HARGEISA (Somaliguardian) – Somalia’s former deputy prime minister Mohamed Omar Arte has been granted a presidential pardon on Sunday after renouncing his views against Somaliland independence during a visit to Hargeisa.
In a statement issued by the Somaliland president Muse Bihi Abdi, it was officially announced that Arte was granted a pardon following consultations with traditional leaders and the attorney general.
The statement added that the president took the decision considering Arte’s move to renounce his views.
Similar to Arte, Somaliland administration earlier granted pardons to Ahmed Ismael Samatar who had earlier run for Somalia president, former FM Ismael Hurre Buba and other renowned politicians.
What is the motive behind former deputy PM’s move?

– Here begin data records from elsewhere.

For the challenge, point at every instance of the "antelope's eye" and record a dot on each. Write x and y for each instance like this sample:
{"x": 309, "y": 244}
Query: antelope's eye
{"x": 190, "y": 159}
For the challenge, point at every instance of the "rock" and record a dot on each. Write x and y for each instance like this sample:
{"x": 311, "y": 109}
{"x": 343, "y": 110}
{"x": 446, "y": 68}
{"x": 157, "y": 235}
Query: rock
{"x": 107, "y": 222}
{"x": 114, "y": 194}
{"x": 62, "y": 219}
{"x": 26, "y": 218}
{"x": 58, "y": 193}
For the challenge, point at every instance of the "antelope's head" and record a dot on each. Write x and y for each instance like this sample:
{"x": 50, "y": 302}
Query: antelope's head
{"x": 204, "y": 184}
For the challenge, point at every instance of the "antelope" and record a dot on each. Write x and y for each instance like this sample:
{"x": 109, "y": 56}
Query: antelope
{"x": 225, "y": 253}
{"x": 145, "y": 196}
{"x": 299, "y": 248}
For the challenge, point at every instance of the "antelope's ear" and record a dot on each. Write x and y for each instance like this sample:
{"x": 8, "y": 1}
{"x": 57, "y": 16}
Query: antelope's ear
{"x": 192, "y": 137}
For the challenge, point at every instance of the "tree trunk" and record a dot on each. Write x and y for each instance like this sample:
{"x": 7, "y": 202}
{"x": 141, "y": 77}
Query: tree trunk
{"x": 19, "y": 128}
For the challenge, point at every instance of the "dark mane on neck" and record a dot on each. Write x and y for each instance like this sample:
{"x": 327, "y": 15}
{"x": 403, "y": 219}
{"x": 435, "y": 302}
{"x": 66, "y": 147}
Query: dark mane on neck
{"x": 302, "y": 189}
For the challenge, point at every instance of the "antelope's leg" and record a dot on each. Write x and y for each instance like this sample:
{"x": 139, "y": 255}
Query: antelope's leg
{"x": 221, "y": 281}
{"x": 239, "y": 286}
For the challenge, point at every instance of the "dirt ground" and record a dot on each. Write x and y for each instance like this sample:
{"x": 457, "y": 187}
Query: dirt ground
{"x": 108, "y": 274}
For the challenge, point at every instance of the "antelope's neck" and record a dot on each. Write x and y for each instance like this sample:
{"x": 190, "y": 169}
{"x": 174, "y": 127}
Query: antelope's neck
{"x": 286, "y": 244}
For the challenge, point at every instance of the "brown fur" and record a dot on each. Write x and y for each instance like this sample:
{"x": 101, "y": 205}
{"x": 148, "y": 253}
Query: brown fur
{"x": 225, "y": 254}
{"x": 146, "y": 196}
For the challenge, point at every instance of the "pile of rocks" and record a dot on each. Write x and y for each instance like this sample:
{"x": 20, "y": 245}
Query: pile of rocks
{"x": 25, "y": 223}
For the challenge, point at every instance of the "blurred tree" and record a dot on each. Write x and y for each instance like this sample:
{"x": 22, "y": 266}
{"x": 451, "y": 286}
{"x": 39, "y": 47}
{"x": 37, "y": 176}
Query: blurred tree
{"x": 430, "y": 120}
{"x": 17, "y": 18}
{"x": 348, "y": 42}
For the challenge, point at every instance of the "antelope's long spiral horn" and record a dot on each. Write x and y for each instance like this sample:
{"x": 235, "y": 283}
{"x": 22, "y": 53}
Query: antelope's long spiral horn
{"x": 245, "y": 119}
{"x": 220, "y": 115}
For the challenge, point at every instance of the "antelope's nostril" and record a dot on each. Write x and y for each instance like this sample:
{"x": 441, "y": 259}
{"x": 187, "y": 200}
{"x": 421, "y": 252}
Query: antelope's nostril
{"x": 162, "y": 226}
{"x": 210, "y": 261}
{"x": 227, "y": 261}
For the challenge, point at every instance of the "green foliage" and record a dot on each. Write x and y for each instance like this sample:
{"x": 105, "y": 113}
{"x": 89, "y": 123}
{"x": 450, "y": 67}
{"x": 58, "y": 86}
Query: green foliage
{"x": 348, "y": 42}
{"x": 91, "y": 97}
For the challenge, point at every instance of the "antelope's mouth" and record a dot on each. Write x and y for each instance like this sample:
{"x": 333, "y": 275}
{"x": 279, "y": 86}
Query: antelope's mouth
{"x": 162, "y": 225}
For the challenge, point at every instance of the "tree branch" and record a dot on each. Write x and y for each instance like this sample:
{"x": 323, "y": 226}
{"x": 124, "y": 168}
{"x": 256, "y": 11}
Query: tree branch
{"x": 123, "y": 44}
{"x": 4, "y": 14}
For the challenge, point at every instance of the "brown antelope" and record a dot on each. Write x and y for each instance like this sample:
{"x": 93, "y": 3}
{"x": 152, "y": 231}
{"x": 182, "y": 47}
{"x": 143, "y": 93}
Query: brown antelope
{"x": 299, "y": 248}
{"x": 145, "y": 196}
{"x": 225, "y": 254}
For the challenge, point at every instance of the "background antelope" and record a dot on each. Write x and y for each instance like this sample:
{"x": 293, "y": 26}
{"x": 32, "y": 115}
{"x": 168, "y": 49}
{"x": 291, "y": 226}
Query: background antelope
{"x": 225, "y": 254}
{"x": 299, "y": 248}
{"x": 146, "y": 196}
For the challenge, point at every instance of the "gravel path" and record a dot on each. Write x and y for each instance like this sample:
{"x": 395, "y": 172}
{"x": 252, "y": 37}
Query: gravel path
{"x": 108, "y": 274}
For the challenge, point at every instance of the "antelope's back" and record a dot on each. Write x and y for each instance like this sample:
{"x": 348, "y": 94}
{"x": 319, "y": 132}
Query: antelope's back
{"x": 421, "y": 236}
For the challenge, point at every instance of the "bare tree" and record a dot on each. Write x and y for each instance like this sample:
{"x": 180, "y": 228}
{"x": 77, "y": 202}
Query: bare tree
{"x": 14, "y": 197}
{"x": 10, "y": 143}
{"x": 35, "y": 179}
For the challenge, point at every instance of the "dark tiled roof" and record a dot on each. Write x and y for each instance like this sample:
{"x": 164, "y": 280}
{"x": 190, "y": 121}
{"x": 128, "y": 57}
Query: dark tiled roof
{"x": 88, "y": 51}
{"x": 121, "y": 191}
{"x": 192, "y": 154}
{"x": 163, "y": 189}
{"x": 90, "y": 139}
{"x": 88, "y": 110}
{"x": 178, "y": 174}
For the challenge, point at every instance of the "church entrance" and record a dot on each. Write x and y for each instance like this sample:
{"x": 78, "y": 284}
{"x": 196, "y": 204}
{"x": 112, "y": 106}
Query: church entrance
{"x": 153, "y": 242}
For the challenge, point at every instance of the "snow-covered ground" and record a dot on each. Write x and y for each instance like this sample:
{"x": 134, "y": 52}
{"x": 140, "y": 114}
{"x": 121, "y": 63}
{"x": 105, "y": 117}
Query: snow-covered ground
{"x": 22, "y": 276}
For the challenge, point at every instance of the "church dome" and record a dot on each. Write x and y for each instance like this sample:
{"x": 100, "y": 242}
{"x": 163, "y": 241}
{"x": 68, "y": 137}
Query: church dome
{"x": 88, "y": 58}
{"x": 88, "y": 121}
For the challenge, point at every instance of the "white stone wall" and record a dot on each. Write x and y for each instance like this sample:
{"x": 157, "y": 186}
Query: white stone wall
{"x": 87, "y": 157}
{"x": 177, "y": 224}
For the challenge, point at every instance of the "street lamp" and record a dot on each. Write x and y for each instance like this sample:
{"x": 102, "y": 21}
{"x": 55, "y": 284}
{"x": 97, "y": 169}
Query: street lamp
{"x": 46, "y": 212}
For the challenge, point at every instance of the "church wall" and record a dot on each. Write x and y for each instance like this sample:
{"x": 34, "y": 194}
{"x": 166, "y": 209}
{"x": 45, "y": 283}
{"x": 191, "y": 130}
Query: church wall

Mr Arte has recently arrived in Hargeisa, the capital of the break-away state, reportedly visiting his father who is ill in the city. Somaliland authorities do not usually allow members of the Somali federal government to live or travel inside its territory.
The former deputy prime minister was forced to renounce his political views, a condition that was standing to the way of visiting his father and president Bihi’s subsequent statement corroborated media reports that Arte had quitted federal parliament.
What political message could the move send?
For many, the move sends a political message that the federal government cannot rely on officials serving senior posts from Somaliland, who if they wish to return to break-away state would be forced to apply for presidential pardon, renouncing their political views.
The frequent announcements of pardons granted to federal government officials renouncing Somalia politics, showcase the de facto administration’s power to quell the influence of politicians against its separatist cause.
The defection of Mohamed Omar Arte is a major blow to the federal government and its claims that Somaliland is part of its territory. He is the son of Somalia’s former Prime Minister in 1991-1993 and FM, Omar Arte, a man who wielded greater political influence in the Horn of Africa nation before the collapse of Siad Barre’s military regime.